Slow Choreographies 2021-2024

Everyday sexisms within Australian universities are like shape shifters that move between bodies, hide inside policies and behind closed doors. This interdisciplinary research project examines how a slow choreographic methodology enables embodied creative processes to give social phenomena a tangible dimension. Centrally situated within an Australian Research Council Discovery Project, Understanding and Addressing Everyday Sexisms in Australian Universities (Everyday Sexisms), this research project thickens, extends, and informs the development of the Everyday Sexisms’ methods and findings in two ways. First, by highlighting how bodies, movement, and objects are involved in the choreography of institutional everyday sexisms. Secondly, by utilising creative data emergent from four artworks to contribute to each phase of the Everyday Sexisms. These artworks include a set of three short Video-Vignettes, a participatory artwork Here There Again, a suite of textile sculptures, and a 40-minute choreographic work, titled and Again. This PhD threads the data from these artworks through the Everyday Sexisms phases, weaving a slow interdisciplinary landscape that contributes how to practically re-frame, re-imagine and resist sexisms.

To access the exegesis click here.

 

PHASE ONE | HERE THERE AGAIN | JUNE 2022

Here, in this place, at this time, toward this place;

There, at that place, so far as, in that respect;

Again, in the opposite direction, back or toward a former place;

Slow  relational, accumulative, and lasting effects;

Choreographies      of the ephemeral and embodied encounters.

HERE THERE AGAIN is a mapping of everyday sexisms within Australian universities. The work invites you to pinpoint the banal and slippery encounters that you’ve had on campus, whether via emails, down hallways, across classrooms, or in front of doorways. 

How do you give form to something that is at times perceived to be absent? How do you locate a moment that has gone by too soon? By walking and talking with early career researchers (ECR) from Edith Cowan’s School of Science and Western Australian Academy of Performing Arts, the work began by unpacking spatial and temporal understandings of individual’s experiences of everyday sexisms. Mapped through a series of creative outputs (written vignettes, photography, rugs, and notated building plans) this interdisciplinary project is an attempt to give physical dimension to an otherwise fleeting phenomenon.

This phase of the research was presented as part of #FEAS Unfinished Buisness Exhibition at Spectrum Gallery (Edith Cowan University).

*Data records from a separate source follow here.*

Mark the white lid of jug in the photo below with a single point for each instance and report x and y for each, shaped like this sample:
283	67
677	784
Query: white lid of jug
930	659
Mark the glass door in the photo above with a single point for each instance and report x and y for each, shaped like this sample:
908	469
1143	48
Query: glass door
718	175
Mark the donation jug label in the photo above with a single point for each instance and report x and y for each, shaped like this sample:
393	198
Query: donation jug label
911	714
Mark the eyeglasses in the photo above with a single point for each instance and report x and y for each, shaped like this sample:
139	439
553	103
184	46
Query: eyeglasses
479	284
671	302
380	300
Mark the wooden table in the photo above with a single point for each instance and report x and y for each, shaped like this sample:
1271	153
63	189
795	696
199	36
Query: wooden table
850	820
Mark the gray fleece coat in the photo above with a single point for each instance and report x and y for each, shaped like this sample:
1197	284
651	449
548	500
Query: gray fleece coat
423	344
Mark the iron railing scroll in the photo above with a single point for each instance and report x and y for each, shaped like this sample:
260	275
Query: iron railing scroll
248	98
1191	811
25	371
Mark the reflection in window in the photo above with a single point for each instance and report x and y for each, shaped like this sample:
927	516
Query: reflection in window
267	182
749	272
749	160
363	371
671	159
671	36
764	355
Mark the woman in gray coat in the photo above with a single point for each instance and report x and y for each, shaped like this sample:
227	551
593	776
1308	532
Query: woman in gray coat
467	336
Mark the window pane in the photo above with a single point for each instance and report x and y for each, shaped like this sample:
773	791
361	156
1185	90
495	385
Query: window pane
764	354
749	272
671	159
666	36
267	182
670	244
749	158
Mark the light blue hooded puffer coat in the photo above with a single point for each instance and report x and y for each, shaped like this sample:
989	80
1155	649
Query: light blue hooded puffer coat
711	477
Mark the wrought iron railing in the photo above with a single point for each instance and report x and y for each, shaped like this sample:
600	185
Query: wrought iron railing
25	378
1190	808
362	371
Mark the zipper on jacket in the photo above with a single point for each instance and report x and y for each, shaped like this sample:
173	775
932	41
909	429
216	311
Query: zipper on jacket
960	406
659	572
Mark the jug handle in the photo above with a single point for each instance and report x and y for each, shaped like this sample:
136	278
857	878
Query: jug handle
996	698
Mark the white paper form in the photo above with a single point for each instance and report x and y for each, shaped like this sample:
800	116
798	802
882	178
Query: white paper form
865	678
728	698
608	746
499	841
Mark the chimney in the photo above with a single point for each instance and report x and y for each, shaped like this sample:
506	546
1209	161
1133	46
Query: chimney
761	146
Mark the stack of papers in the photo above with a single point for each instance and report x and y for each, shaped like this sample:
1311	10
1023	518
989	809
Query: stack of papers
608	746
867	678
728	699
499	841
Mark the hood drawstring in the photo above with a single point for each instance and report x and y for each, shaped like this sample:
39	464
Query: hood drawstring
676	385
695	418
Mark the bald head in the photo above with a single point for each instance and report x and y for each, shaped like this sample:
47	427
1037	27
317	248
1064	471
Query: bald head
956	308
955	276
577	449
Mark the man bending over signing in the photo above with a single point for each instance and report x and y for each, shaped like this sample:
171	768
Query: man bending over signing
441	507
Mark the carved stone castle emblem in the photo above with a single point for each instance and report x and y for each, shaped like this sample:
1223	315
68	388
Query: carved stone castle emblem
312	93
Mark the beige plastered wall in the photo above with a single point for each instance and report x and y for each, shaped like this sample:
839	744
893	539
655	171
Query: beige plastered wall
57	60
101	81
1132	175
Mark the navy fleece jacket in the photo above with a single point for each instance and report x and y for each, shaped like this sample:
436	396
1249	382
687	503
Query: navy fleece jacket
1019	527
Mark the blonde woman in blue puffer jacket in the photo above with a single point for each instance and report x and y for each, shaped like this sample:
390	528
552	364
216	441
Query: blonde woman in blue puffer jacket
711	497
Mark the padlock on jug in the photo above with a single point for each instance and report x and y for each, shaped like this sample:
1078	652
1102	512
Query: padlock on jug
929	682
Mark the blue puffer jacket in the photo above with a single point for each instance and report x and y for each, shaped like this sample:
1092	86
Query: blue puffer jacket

These outputs mark a point in a longer research journey, it is ongoing, a slow moment amid gathering data. The words here, there, again are a rendering of sexisms reality, and a reality that stretches sideways as much as it stretches forward and backward. The work builds a catalogue of everyday sexisms through spatial citations, amplifying how gender inequalities stretch across time and space. It’s ongoing and the work of intervening is never finished. 

 

 

PHASE three | Perth Institute of Contemporary Arts | OCTOBER 2022

Eight weeks Studio Residency to continue exploring Slow Choreographies Phase 1 (see above) and expand on the data gathered.

Key elements were tufting, slime, qualitative survey data and digital reporting.

Creative Focus Groups were run during this time with working academics to assist in the analysis of the data gathered.


PHASE FOUR | CHOREOGRAPHIC DEVELOPMENT WITH LINK DANCE COMPANY

and Again was a choreographic response to the different phases of Slow Choreographies PhD, it worked with the 11 dancers to create a 40-minute contemporary dance work and continues to extend the research findings through the affective resonances experienced by the audience.